La servante devint blême et ses lèvres tremblantes murmurèrent quelques mots inintelligibles.

— C’est une bête qui t’a mordue, dis ? interrogea Xavier en levant vers elle son joli regard curieux.

— Oui, monsieur Xavier, répondit-elle laconiquement en se détournant pour regagner la cuisine.

— C’est un chien, dis ?

Elle fit un signe affirmatif et s’éloigna.

— Comme elle est drôle, cette Mathurine ! dit Gaétan en se penchant au bras de sa sœur, qui se dirigeait vers l’escalier. L’autre jour, je lui ai demandé quand elle avait eu la petite vérole, mais elle s’est mise à pleurer et ne m’a pas répondu. On croirait quelquefois qu’elle est un peu folle, comme Fanche.

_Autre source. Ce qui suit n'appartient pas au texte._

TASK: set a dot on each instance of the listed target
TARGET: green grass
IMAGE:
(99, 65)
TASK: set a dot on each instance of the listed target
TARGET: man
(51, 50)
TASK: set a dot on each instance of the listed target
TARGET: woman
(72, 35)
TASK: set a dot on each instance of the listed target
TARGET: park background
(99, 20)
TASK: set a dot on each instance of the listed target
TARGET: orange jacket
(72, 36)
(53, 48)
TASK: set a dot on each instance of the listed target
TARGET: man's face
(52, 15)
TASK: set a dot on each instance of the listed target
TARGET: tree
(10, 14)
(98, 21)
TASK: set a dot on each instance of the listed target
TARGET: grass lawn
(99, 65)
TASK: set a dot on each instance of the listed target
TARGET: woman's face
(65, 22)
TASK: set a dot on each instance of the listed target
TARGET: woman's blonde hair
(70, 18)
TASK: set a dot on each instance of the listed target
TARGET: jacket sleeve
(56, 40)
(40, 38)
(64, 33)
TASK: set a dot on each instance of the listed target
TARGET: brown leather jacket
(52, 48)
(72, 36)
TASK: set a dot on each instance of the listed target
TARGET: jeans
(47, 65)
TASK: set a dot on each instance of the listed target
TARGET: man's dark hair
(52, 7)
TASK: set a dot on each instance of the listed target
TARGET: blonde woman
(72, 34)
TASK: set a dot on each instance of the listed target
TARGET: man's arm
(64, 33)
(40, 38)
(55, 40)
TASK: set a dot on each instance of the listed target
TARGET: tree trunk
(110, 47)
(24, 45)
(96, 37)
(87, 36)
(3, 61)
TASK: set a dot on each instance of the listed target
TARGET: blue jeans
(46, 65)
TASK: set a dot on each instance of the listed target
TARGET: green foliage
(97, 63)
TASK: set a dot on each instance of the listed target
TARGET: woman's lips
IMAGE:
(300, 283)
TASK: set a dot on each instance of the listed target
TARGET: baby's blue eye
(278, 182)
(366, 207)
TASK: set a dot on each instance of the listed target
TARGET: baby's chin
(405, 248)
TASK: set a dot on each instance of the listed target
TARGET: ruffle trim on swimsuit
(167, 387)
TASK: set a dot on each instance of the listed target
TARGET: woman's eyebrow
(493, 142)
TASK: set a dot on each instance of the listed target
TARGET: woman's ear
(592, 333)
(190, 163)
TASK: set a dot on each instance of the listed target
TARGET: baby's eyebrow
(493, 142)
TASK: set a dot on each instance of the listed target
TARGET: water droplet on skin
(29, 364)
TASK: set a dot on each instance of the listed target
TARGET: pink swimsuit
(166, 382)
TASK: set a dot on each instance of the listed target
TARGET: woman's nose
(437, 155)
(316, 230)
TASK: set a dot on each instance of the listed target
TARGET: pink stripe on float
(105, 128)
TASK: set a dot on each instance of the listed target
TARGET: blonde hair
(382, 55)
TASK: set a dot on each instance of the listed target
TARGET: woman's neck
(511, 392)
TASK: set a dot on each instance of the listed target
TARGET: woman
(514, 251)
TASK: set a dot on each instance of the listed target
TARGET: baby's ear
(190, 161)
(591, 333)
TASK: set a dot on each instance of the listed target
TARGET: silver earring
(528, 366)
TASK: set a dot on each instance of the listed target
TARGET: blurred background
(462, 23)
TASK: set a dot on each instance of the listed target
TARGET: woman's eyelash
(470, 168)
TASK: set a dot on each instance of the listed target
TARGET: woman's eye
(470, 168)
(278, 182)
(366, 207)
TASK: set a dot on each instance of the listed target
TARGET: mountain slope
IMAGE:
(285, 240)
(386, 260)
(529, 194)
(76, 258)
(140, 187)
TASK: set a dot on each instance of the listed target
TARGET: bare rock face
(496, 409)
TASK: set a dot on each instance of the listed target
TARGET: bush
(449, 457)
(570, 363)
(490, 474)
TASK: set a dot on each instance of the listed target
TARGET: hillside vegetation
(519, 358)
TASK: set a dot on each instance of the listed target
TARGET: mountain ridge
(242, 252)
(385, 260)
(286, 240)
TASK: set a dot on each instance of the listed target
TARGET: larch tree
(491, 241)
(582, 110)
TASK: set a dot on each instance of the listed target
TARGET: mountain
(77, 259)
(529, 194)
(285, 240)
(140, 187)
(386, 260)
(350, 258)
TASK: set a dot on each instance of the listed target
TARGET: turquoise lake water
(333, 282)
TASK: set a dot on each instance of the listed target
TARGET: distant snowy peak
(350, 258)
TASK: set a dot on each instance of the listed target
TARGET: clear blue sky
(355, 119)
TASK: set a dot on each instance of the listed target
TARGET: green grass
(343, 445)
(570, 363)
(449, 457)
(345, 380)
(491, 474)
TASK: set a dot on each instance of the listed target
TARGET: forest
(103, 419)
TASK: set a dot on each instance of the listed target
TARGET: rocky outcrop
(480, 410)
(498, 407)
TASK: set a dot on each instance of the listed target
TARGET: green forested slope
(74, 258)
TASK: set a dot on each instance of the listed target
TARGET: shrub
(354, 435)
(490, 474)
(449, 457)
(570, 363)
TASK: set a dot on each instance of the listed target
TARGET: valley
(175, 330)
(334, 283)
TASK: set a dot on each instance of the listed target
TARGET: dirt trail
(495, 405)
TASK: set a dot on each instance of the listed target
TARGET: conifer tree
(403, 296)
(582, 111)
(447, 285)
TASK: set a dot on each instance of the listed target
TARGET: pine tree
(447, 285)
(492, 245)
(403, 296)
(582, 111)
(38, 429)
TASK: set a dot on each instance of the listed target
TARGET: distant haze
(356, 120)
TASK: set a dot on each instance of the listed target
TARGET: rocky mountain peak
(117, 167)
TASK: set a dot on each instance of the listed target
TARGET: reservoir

Folle ?… Non, Mathurine ne l’était certes pas, mais, véritablement, il y avait chez elle quelque chose de bizarre, des réticences mystérieuses qui intriguaient Alix. Certainement, la servante était instruite des secrets de Bred’Larguest…, tristes secrets, sans doute, puisqu’elle refusait obstinément d’en laisser transpercer quelque indice… Cependant les circonstances se présentaient plus favorables. La cuisinière choisie à Lorient par Mme Orzal était arrivée la veille et Mathurine avait été promue en grade de femme de chambre. Ces fonctions devant la rapprocher plus fréquemment d’Alix, celle-ci se promettait d’agir discrètement sur cette nature fermée afin d’obtenir les renseignements nécessaires pour se garder de Georgina.